La pobreza en la Argentina se ubicó en el 28,2% de la población durante el segundo semestre de 2025, según informó el Indec, marcando el nivel más bajo desde 2018.

El dato implica una baja de 3,4 puntos porcentuales respecto al semestre anterior, en un contexto de desaceleración de la inflación y cierta estabilización económica. En términos absolutos, la proyección indica que 13,3 millones de personas viven en situación de pobreza en todo el país.
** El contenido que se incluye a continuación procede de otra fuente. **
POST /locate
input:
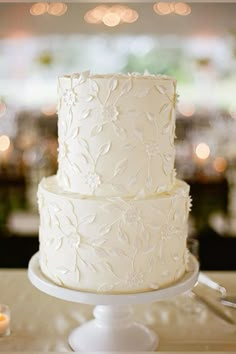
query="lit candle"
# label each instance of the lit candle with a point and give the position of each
(4, 320)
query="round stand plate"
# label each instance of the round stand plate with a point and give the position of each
(113, 328)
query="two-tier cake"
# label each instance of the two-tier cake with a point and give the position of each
(114, 218)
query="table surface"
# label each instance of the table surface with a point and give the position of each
(42, 323)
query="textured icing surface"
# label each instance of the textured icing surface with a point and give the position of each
(113, 245)
(116, 134)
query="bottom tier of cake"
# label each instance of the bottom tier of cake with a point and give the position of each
(113, 245)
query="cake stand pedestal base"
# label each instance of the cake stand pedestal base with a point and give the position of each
(113, 328)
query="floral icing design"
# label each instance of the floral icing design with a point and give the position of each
(98, 107)
(70, 97)
(130, 233)
(93, 180)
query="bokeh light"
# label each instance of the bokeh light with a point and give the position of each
(163, 8)
(3, 108)
(187, 109)
(39, 8)
(57, 9)
(129, 15)
(111, 19)
(220, 164)
(232, 111)
(4, 142)
(166, 8)
(202, 151)
(111, 16)
(181, 8)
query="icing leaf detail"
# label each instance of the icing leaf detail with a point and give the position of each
(76, 133)
(119, 188)
(63, 270)
(84, 158)
(161, 89)
(85, 114)
(120, 132)
(100, 252)
(99, 242)
(132, 180)
(104, 149)
(89, 98)
(117, 252)
(94, 87)
(164, 108)
(91, 267)
(138, 134)
(105, 230)
(151, 117)
(83, 143)
(120, 167)
(154, 286)
(149, 183)
(89, 219)
(96, 130)
(112, 85)
(126, 87)
(122, 236)
(83, 77)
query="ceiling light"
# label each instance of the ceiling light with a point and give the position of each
(57, 8)
(111, 19)
(111, 16)
(163, 8)
(181, 8)
(39, 8)
(129, 15)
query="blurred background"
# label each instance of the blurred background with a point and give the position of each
(195, 43)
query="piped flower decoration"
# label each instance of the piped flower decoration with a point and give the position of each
(110, 113)
(132, 216)
(70, 97)
(93, 180)
(134, 279)
(152, 149)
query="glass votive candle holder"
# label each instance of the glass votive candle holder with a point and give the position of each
(5, 320)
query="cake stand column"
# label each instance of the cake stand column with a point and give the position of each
(113, 329)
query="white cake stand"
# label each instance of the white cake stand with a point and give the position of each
(113, 328)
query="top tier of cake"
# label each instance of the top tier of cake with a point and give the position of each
(116, 134)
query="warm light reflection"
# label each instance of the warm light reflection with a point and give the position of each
(220, 164)
(48, 110)
(39, 8)
(129, 16)
(111, 19)
(57, 9)
(181, 8)
(232, 111)
(3, 109)
(111, 16)
(4, 142)
(163, 8)
(202, 151)
(186, 109)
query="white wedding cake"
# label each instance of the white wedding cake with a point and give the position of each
(114, 218)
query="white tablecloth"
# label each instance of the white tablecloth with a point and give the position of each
(42, 323)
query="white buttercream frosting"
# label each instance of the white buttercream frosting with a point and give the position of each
(114, 218)
(113, 244)
(116, 134)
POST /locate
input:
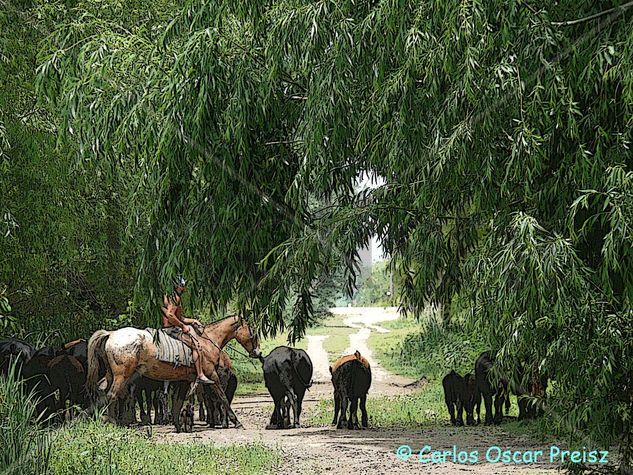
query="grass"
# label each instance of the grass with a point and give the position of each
(24, 443)
(91, 447)
(337, 333)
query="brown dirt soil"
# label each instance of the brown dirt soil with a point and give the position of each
(324, 449)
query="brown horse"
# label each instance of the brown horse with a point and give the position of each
(131, 351)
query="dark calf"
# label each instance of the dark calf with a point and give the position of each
(12, 349)
(489, 389)
(287, 374)
(472, 399)
(67, 376)
(351, 378)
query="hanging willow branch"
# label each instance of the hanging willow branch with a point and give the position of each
(620, 9)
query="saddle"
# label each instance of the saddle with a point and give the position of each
(170, 348)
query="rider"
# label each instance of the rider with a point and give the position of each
(177, 319)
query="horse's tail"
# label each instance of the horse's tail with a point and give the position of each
(95, 348)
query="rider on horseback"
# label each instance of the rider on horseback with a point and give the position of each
(173, 316)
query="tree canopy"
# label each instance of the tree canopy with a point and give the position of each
(500, 131)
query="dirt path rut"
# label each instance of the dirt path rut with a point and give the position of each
(324, 449)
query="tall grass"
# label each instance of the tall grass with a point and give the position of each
(428, 349)
(24, 444)
(93, 448)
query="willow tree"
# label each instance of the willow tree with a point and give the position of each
(500, 130)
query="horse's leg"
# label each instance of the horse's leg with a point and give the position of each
(201, 399)
(219, 392)
(121, 373)
(179, 398)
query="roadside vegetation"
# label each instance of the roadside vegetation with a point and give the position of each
(28, 446)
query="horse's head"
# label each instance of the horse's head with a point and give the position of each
(248, 339)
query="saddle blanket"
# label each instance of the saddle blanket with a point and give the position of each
(170, 348)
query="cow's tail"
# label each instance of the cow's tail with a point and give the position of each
(95, 350)
(293, 360)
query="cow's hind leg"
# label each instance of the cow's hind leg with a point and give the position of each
(219, 392)
(352, 422)
(292, 402)
(337, 403)
(451, 408)
(342, 421)
(488, 405)
(363, 410)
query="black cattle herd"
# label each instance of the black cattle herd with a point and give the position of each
(464, 394)
(57, 378)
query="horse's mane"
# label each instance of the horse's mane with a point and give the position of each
(212, 324)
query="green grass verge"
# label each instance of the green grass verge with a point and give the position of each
(96, 448)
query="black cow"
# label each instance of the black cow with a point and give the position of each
(12, 349)
(488, 388)
(68, 376)
(77, 349)
(287, 374)
(351, 378)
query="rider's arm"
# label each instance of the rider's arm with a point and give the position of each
(174, 320)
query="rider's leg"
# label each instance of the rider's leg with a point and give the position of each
(196, 353)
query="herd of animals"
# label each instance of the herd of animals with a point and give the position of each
(464, 394)
(58, 379)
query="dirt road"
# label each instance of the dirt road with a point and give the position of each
(324, 449)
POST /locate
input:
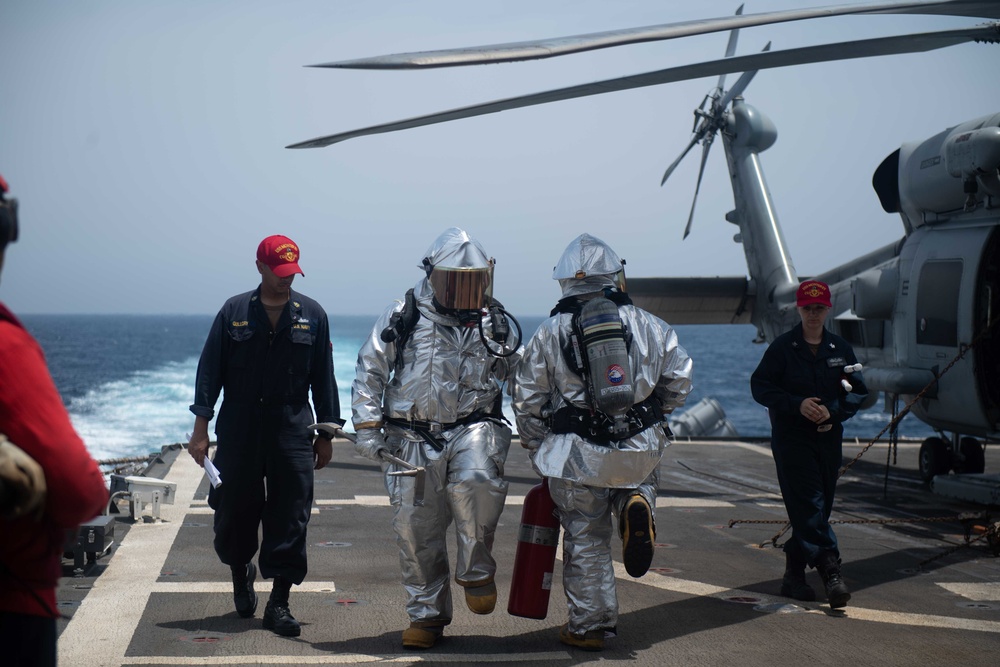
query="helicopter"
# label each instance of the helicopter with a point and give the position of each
(921, 312)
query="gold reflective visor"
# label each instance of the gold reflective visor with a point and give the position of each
(462, 289)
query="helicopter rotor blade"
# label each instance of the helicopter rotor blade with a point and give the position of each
(547, 48)
(730, 50)
(741, 83)
(697, 187)
(812, 54)
(697, 137)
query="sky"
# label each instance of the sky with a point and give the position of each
(145, 140)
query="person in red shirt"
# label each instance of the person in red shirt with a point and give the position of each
(33, 418)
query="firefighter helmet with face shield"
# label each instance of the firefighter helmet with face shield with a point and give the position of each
(459, 272)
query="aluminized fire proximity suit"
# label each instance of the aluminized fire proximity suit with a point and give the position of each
(589, 481)
(437, 397)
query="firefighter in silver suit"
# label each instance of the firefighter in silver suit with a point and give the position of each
(596, 469)
(428, 390)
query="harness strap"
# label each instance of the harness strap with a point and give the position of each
(431, 431)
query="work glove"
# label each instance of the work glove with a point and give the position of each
(371, 443)
(22, 483)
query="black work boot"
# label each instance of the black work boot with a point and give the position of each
(837, 593)
(244, 597)
(793, 583)
(277, 617)
(638, 532)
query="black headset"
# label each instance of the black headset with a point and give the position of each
(8, 216)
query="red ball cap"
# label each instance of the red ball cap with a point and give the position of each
(813, 291)
(280, 254)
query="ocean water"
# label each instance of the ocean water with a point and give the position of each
(127, 380)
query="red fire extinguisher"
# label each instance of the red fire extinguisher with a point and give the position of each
(537, 541)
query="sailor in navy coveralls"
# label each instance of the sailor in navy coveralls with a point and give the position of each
(266, 350)
(799, 381)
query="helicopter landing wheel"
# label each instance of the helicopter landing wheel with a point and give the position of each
(935, 458)
(973, 456)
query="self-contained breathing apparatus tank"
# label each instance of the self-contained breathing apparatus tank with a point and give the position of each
(610, 376)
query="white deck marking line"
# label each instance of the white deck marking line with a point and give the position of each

De acuerdo con la Encuesta Permanente de Hogares (EPH), la pobreza alcanza al 21% de los hogares en los principales aglomerados urbanos. En tanto, la indigencia se ubicó en el 6,3% de la población, equivalente a cerca de 1,9 millones de personas en esos centros urbanos, aunque proyectada a nivel nacional asciende a casi 3 millones. El informe destaca que, a diferencia de la pobreza, la indigencia no mostró variaciones estadísticamente significativas en el período.

La mejora en los indicadores se explica principalmente porque los ingresos familiares crecieron por encima de las canastas básicas: aumentaron 18,3%, frente a subas del 11,9% en la canasta alimentaria y del 11,3% en la total. Sin embargo, persisten fuertes desigualdades etarias: la pobreza afecta al 41,3% de los menores de 14 años y al 32,6% de los jóvenes de entre 15 y 29, lo que evidencia que la recuperación aún no alcanza de manera homogénea a todos los sectores.